Taking all the relevant evidence together, a reasonable observer would conclude that the Proclamation was driven primarily by anti-Muslim animus, rather than by the government's asserted national-security justifications.

Given President Trump's failure to correct the reasonable perception of his apparent hostility toward the Islamic faith, it is unsurprising that the President's lawyers have, at every step in the lower courts, failed in their attempts to launder the Proclamation of its discriminatory taint.

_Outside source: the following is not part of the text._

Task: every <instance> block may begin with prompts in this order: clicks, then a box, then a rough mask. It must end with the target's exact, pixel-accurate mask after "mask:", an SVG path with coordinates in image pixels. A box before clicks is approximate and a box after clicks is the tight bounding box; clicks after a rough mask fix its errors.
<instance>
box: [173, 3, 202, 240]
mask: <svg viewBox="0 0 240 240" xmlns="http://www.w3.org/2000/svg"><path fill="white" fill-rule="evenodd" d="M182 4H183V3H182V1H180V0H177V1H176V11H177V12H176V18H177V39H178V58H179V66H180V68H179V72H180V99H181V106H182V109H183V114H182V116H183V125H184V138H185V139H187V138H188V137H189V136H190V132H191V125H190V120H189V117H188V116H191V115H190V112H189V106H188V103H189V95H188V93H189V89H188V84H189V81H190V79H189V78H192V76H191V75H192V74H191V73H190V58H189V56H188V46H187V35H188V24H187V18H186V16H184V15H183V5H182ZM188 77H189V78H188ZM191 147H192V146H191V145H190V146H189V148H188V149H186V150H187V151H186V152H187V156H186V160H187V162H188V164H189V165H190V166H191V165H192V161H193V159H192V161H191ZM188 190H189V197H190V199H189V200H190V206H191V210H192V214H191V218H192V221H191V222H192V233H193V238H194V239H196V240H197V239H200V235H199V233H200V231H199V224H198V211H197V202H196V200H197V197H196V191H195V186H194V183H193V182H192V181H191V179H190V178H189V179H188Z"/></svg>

Travel ban extended to six more countries

In February 2020, the Trump administration announced it was extending the travel ban to include a further six countries: Nigeria, Eritrea, Tanzania, Sudan, Kyrgyzstan, and Myanmar. An exception was made for immigrants who helped the US. The administration argued that the ban was essential for national security.

Unlike the original ban, the new restrictions only affected certain categories of visa applicants. All immigrants from Burma, Eritrea, Kyrgyzstan, and Nigeria were entirely banned from America. However, citizens of Sudan and Tanzania were only restricted from green card lotteries.

Immigrant groups reacted with fury at the expansion of the ban.

ACLU's director of its Immigrants' Rights Project, Omar Jadwat told CNN:

"The ban should be ended, not expanded. President Trump is doubling down on his signature anti-Muslim policy -- and using the ban as a way to put even more of his prejudices into practice by excluding more communities of color,"

Coronavirus leads to further bans

Despite the US holding the unfortunate position of having the most Coronavirus deaths in the world (104,000 at the time of writing), it is they who have banned much of the world from arriving on its shores.

In January 2020, President Trump blocked all travellers from China; then in February, this was extended to Iran. Then in March, all people from Europe were banned, including those from the UK and Ireland. However, American citizens visiting these countries could still return home, making the ban relatively ineffective (the London to New York airline route is the world's busiest).

Last week, it was announced that non-US citizens traveling from Brazil, now the world's number one Covid-19 hotspot, will also be banned.

Are travel bans effective in reducing the spread of Coronavirus?

It is too soon to tell, but promising signs have come from New Zealand and Australia, which shut their borders early. Both of these countries have had low infection/death rates. However, unlike America, Australian and New Zealand citizens returning from overseas have to quarantine for 14 days, regardless of whether they feel ill.

Joshua Michaud, associate director for global health policy at the Kaiser Family Foundation told Vox:

If you have an incomplete travel ban or it comes too late, it doesn't help very much. It's like pulling the fire alarm when the house is on fire.

Final words

Like British Prime Minister, Boris Johnson, who understands perfectly that the majority who voted Leave in the 2016 EU Referendum did so because they wanted less immigration, Donald Trump knows that stopping foreigners entering the US is a big voter drawcard. And given the enormous impact, the Coronavirus epidemic has had on lives and the American economy, keeping as many of the travel bans in place after the Covid-19 crisis is over makes sense. At least until November.

In the movie, The Big Short, Mark Baum gave us this memorable quote:

I have a feeling, in a few years, people are going to be doing what they always do when the economy tanks. They will be blaming immigrants and poor people.

This worked a treat in the 2008 economic crisis (only one banker went to jail in the US) and there is little to suggest that the same tactic won't be used again - on both sides of the Atlantic.